Question: is the T-schema generally regarded among philosophers as the same as Convention-T?
My understanding of Convention-T (and material adequacy) is as follows.
Consider the sentence ‘Schnee ist weiß’. Our intuition tells us that this sentence is true iff snow really is white. Material adequacy requires the definition (of what it takes for this sentence to be true) to conform to this intuition, and Tarski’s way to satisfy this is with Convention-T, an instance would be like this: ‘Schnee ist weiß’ is true iff snow is white. Clearly, there are infinitely many true sentences in L, thus this convention has infinitely many instances and take the general form: True(s) iff p, where s is the name of a sentence in L formed by adding quotation marks around it (e.g. ‘Schnee ist weiß’), p is a translation of s in M (e.g. snow is white), and True() is the truth predicate.
And I understand the T-schema to be an inductive definition of truth.
If P: Schnee ist weiß, then snow is white iff 'Schnee ist weiß' is true, i.e. P ⟷ True("P").
Inductively we can go onto define truth for more complicated sentences, e.g. P∧Q⟷ True("P") and True("Q").
But then it would seem that the T-schema just is Convention-T.

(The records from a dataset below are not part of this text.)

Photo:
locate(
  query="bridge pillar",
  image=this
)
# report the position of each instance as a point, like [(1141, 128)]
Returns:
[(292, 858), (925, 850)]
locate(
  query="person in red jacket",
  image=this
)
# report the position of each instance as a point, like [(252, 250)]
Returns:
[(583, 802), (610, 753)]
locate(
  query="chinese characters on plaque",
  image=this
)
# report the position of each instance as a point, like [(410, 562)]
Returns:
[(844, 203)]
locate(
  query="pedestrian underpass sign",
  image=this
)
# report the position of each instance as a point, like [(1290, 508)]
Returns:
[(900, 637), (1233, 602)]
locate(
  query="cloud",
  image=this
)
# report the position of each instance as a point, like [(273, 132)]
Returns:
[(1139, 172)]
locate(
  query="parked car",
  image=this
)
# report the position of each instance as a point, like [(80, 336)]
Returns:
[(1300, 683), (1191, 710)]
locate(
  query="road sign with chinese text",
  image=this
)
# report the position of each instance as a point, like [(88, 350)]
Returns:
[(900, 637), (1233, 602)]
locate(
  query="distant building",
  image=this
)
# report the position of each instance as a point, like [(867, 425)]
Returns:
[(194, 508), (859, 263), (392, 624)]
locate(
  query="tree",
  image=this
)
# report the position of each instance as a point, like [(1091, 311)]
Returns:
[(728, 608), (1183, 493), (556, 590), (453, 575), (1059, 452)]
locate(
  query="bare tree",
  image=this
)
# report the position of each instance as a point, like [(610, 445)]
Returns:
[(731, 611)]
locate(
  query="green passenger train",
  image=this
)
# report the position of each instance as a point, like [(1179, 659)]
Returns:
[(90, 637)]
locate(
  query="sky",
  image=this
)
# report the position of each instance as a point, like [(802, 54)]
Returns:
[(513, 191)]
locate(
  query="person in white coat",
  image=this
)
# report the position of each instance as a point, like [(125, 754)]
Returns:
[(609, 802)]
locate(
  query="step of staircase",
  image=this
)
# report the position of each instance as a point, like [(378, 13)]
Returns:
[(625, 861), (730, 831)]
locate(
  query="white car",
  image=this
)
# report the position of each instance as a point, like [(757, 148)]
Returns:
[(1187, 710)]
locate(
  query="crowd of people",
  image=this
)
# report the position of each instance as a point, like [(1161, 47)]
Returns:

In the SEP, T-schema and Convention-T are regarded as the same:
Tarski gives a number of conditions that, as he puts it, any adequate definition of truth must satisfy. The central of these conditions is what is now most often referred to as Schema T (or the T-schema or Convention T or the Tarski biconditionals) - https://plato.stanford.edu/entries/self-reference/#ConSemPar
But at the same time, it seems that Putnam disagrees:
In his paper "Naturalism, Realism, and Normativity" published recently in the Journal of the American Philosophical Association, the late Hilary Putnam does an admirable job of disentangling Tarski's Convention-T from Tarski's T-Schema. For too long, orthodox interpretations of Tarski's theory of truth have accepted that Convention-T and the material adequacy condition are the same, indistinguishable from one another. Putnam seems to suggest an alternative to the orthodox interpretation that captures the distinction between the formal semantic theory of truth that Tarski went to great lengths to uncover in his work and the ordinary non-technical notion of truth he left aside because it was too ambiguous for us to make any headway. - https://www.josephulatowski.net/post/2018/01/06/convention-t-and-the-t-schema
So it would seem that there are those who think that the T-schema and Convention-T are not the same. But is this a general consensus among philosophers?